Any child, any language

The germ of King of Solutions was planted in Brill’s mind 10 years ago, when she was tutoring a first-grader with high-functioning autism. Any problem would set him off. “If he forgot his notebook, he’d call his mother screaming and crying.”

Brill knew that the standard approach to problem-solving, involving guided questions and role playing, wouldn’t work.

“When a child is in distress, he doesn’t have time to implement a long process, especially if he has difficulty with executive functions such as planning and impulsivity,” she says.

Brill created her method for that child and then used it with other children on the autism spectrum, and finally brought it to mainstream classrooms.

She has developed age-appropriate materials – including story videos and games — to teach the King of Solutions to preschoolers and elementary school children. She offers online and in-person courses and workshops for teachers and therapists.

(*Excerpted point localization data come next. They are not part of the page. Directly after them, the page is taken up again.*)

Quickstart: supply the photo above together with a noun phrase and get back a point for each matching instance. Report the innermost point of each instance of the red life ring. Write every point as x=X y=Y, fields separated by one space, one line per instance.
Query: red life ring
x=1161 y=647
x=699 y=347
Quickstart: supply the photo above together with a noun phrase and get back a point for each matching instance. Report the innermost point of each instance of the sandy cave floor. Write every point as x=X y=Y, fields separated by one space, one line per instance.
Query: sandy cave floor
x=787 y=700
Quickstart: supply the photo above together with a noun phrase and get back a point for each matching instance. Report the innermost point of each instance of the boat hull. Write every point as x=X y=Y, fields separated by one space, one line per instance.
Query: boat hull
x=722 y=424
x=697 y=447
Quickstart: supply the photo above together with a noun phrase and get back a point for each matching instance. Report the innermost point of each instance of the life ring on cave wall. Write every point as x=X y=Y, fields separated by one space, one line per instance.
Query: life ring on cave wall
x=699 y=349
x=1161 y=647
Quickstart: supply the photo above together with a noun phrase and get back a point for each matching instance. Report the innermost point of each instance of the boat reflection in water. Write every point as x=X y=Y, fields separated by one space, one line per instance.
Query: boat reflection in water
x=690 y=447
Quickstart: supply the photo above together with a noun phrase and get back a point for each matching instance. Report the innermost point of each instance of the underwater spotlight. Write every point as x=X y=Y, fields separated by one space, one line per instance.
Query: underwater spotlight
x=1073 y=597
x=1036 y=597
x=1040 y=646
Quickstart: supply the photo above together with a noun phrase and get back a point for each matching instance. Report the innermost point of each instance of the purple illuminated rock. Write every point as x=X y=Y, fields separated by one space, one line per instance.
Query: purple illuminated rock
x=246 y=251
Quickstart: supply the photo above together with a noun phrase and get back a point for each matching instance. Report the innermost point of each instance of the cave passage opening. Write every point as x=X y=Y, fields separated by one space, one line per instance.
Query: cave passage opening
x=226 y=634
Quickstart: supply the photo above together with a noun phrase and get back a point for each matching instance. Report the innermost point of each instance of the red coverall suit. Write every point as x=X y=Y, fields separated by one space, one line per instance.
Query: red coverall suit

For parents, she developed a short digital course. A Facebook group facilitates interaction and support for all adults using the King of Solutions.

The materials are in Hebrew, but Brill says the methodology would work in any language and any country.

“Problem-solving starts with personal responsibility,” says Brill.

“Teachers and parents can learn how to prompt solutions so the child will learn how to do it on their own when the next problem arises. We all have problems to solve all the time, throughout our lives.”

When she finishes her doctorate, under the guidance of Prof. Esther Ben-Itzchak and Dr. Gil Zuckerman of the Bruckner Autism Research Center at Ariel University, Brill plans to publish her data and translate it into English to make the King of Solutions more widely available to researchers, teachers, therapists and parents everywhere.